N° 1040 | Le 24 novembre 2011 | Jacques Trémintin | Critiques de livres (accès libre)

Malaise dans la relation. Des sentiments dans le travail social

Sous la direction de Guy Schmitt


Le Sociographe n° 36, septembre 2011 (128 p. ; 10 €) | Commander ce livre

Thèmes : Usager, Pratique professionnelle

Il est de coutume de considérer que la valeur économique accordée à une activité professionnelle serait inversement proportionnelle aux sentiments qui lui sont attachés. On ne travaillerait bien que dans une relation désaffectivée à l’autre, débarrassée de toutes les émotions parasites. Or, ce sont ces mêmes sentiments à l’égard d’autrui qui constituent le soubassement de toute relation d’aide. Ce paradoxe est au cœur du malaise des professions sociales. On ne peut comprendre cette problématique qu’en fonctionnant en permanence sur deux registres contigus. Le premier est celui de l’empathie. Cette démarche est fondée sur une profonde intolérance à la souffrance et à l’injustice. Il ne s’agit pas de souffrir avec l’usager, mais de pénétrer son état d’esprit pour mieux cerner ses émotions et son vécu et lui témoigner d’une attitude inconditionnellement bienveillante qui fasse de lui une personne digne d’attention et d’intérêt.

Cette perméabilité présente, toutefois, le risque permanent de voir la souffrance de l’usager entrer en résonance avec le vécu et l’histoire de l’intervenant… et de le confronter à autant de désirs, d’attentes, de projections réciproques, quant à une réparation, un remplacement, une adoption ou à un rapt, avec toute la charge affective que cela induit. S’ils ne sont pas suffisamment compris et maîtrisés, tous ces sentiments et fantasmes qui émergent ainsi peuvent faire de gros dégâts.
Et c’est bien là la seconde facette du paradoxe déjà évoqué : on ne peut être suffisamment disponible à l’autre, si l’on cherche à travers lui à satisfaire surtout ses propres besoins émotionnels. D’où la nécessité d’élaborer une posture professionnelle qui permette de conscientiser ces sentiments, plus ou moins diffus, qui innervent toute relation d’aide. Il ne s’agit donc pas de les enfouir dans un quelconque déni, mais de les mettre au travail.

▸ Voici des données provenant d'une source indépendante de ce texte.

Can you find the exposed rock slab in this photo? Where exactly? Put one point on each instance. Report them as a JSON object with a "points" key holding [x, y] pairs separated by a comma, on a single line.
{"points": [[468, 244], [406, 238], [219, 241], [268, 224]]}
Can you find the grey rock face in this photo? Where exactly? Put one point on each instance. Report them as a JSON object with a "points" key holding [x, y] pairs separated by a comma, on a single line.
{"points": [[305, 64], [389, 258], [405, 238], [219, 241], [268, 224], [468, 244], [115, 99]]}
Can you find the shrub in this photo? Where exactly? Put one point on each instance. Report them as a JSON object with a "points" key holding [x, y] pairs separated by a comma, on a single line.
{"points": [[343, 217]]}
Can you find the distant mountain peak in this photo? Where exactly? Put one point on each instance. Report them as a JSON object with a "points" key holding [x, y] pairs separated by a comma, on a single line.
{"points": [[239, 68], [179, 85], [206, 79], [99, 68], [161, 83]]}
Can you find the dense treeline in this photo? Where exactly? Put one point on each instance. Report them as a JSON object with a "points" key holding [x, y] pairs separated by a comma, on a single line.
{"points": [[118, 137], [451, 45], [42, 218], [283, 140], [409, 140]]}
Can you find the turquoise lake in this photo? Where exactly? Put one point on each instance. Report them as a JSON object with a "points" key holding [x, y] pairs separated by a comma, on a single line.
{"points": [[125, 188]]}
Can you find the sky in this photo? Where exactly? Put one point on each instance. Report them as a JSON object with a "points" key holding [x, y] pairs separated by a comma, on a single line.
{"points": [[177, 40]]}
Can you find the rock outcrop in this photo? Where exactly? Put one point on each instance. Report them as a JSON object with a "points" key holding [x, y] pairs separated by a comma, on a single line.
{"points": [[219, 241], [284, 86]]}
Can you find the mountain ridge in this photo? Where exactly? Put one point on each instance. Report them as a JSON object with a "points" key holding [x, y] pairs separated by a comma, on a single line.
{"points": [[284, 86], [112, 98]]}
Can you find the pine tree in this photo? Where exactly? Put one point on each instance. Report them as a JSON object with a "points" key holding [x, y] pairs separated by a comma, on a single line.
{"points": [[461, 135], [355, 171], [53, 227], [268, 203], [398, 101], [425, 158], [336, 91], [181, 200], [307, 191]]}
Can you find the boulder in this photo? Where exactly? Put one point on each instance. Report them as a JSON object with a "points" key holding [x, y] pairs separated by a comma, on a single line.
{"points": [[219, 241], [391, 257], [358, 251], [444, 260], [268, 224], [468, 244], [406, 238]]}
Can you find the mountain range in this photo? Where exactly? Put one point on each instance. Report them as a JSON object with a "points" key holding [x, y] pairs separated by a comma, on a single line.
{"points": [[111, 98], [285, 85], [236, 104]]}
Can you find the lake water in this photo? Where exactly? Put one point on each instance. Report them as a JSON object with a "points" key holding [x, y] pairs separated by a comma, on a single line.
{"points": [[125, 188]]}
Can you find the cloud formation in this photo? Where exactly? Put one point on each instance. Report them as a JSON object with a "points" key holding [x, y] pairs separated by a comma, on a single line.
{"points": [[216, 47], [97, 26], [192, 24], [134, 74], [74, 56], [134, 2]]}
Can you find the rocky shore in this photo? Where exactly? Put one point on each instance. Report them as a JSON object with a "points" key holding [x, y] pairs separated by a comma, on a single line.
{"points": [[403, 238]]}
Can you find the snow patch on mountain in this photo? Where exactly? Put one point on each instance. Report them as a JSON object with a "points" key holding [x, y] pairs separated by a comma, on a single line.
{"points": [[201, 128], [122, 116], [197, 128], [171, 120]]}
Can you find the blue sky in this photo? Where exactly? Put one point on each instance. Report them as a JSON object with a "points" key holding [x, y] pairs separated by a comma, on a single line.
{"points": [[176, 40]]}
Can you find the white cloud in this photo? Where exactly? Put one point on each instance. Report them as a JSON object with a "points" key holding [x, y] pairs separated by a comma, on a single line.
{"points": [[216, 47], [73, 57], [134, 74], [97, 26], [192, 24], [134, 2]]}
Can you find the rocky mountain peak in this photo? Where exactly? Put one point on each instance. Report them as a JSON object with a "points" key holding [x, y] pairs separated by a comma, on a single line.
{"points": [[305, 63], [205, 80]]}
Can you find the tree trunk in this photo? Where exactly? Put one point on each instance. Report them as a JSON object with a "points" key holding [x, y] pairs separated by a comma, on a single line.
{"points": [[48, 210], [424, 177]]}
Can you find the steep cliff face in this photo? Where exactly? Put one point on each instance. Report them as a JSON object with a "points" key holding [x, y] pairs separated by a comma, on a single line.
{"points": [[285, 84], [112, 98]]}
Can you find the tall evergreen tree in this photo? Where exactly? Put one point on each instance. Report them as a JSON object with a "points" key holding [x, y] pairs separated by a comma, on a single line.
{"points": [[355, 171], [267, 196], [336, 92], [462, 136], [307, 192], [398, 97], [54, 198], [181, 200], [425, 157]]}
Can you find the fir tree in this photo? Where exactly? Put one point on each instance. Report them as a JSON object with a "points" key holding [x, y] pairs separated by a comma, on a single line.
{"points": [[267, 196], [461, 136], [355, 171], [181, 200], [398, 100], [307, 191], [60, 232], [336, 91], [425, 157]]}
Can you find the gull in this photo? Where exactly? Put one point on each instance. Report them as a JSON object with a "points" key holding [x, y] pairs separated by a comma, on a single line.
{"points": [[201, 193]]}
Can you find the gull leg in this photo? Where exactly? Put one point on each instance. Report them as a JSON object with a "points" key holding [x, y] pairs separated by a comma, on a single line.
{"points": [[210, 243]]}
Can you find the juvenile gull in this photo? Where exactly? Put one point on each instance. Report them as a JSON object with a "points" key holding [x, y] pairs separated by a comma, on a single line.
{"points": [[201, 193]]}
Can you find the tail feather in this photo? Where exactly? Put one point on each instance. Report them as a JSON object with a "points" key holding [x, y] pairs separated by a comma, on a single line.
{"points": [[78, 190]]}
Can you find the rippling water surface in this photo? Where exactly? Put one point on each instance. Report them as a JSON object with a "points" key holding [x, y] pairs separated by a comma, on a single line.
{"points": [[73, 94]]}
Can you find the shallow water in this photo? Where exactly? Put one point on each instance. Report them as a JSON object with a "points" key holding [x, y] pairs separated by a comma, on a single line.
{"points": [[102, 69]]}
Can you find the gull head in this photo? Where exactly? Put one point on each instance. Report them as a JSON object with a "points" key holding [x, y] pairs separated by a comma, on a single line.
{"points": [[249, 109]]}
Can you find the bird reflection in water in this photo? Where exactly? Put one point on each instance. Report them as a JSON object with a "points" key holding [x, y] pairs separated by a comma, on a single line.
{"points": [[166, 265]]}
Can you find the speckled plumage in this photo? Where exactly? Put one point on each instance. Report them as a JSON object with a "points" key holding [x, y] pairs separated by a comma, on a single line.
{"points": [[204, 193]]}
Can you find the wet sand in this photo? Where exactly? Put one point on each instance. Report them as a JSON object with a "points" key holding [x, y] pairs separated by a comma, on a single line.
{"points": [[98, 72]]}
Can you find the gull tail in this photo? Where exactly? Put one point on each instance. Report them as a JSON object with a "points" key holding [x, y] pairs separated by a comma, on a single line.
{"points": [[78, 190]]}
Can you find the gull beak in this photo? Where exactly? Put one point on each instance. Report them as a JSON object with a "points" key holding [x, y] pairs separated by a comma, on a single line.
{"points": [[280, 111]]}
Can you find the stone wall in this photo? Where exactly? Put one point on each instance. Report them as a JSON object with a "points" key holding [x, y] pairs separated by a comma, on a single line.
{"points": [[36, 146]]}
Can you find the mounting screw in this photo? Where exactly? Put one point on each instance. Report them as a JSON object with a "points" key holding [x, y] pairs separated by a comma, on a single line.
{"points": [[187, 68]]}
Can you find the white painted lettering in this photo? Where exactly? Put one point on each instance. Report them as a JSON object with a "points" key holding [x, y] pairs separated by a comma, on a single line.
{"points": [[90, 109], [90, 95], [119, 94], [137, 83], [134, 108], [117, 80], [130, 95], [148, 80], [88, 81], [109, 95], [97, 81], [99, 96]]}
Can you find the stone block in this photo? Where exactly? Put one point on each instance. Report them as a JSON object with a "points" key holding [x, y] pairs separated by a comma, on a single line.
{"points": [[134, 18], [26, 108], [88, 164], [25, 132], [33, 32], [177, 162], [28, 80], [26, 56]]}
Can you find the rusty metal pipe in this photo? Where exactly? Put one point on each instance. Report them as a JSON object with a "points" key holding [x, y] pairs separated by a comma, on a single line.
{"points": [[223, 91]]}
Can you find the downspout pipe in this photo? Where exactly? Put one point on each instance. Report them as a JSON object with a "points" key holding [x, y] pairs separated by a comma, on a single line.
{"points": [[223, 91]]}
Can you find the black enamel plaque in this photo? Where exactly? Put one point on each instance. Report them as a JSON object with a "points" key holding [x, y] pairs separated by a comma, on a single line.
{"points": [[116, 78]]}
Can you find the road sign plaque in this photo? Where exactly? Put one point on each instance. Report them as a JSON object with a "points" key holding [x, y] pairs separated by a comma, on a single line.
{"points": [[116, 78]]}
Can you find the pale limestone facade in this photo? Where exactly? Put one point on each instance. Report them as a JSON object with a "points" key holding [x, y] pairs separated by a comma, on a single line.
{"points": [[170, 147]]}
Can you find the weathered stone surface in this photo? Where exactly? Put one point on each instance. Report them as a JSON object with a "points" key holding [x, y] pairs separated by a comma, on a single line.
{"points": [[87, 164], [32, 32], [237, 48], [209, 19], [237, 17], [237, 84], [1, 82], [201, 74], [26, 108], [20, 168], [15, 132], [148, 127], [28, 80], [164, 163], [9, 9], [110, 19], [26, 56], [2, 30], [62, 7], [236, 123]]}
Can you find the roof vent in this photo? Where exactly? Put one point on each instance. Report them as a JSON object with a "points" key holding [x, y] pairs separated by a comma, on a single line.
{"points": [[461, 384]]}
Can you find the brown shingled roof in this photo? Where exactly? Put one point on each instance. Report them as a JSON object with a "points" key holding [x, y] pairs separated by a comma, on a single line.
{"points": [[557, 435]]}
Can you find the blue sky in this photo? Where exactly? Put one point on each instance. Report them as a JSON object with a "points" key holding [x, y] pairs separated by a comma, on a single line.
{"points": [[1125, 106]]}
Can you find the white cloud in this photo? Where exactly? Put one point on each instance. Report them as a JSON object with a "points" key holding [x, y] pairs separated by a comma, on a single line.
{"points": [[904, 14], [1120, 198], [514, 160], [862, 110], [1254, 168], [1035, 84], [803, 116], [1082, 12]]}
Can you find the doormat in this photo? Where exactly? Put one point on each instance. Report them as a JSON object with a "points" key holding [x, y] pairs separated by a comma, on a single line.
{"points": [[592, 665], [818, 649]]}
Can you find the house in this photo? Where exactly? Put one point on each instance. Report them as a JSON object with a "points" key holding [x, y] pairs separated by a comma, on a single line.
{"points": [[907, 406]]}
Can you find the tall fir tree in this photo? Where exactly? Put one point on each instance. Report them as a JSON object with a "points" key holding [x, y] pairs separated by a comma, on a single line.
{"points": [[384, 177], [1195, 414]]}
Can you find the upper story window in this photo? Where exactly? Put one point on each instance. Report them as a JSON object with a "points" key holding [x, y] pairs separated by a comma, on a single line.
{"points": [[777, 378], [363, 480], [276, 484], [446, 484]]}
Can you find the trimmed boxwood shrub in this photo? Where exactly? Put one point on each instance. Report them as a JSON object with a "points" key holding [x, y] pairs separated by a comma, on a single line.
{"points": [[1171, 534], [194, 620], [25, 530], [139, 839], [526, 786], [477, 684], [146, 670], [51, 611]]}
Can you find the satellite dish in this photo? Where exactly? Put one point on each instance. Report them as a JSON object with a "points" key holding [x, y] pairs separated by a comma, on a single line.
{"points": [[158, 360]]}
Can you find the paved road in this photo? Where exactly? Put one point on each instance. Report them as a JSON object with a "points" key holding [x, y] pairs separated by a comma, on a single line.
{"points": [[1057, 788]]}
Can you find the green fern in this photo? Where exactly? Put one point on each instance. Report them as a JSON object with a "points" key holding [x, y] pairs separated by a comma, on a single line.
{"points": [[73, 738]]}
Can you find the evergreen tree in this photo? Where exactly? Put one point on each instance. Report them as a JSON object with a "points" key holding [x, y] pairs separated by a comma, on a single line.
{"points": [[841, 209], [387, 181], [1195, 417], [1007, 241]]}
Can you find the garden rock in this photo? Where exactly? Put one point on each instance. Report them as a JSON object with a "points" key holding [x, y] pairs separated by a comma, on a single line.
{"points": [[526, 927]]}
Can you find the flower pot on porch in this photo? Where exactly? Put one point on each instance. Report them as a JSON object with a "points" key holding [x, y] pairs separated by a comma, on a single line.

L’éthique, la raison, le travail réflexif, la mise à distance sont autant d’outils pour y arriver. Le cadre institutionnel, et plus particulièrement la zone tempérée que doit constituer la réunion de l’équipe professionnelle, permet de limiter les risques d’une privatisation de la relation d’aide et de prévenir la réalisation de certains désirs qui perdaient de vue que la priorité de l’autre est bien la finalité première. Dans les métiers socio-éducatifs, on est passé d’une motivation religieuse et vocationnelle de l’« amour du prochain », à une professionnalisation fondée sur l’illusion d’un savoir-faire technique qui permettrait de s’affranchir de toute la dimension affective. Le travail social implique la technicité. Mais la gestion de l’économie des sentiments qu’induisent les expériences émotionnelles inévitablement générées par toute relation, lui est tout aussi indispensable.


Dans le même numéro

Critiques de livres

Sous la direction de Laurence Hardy

Vieillir vieux, vieillir mieux ?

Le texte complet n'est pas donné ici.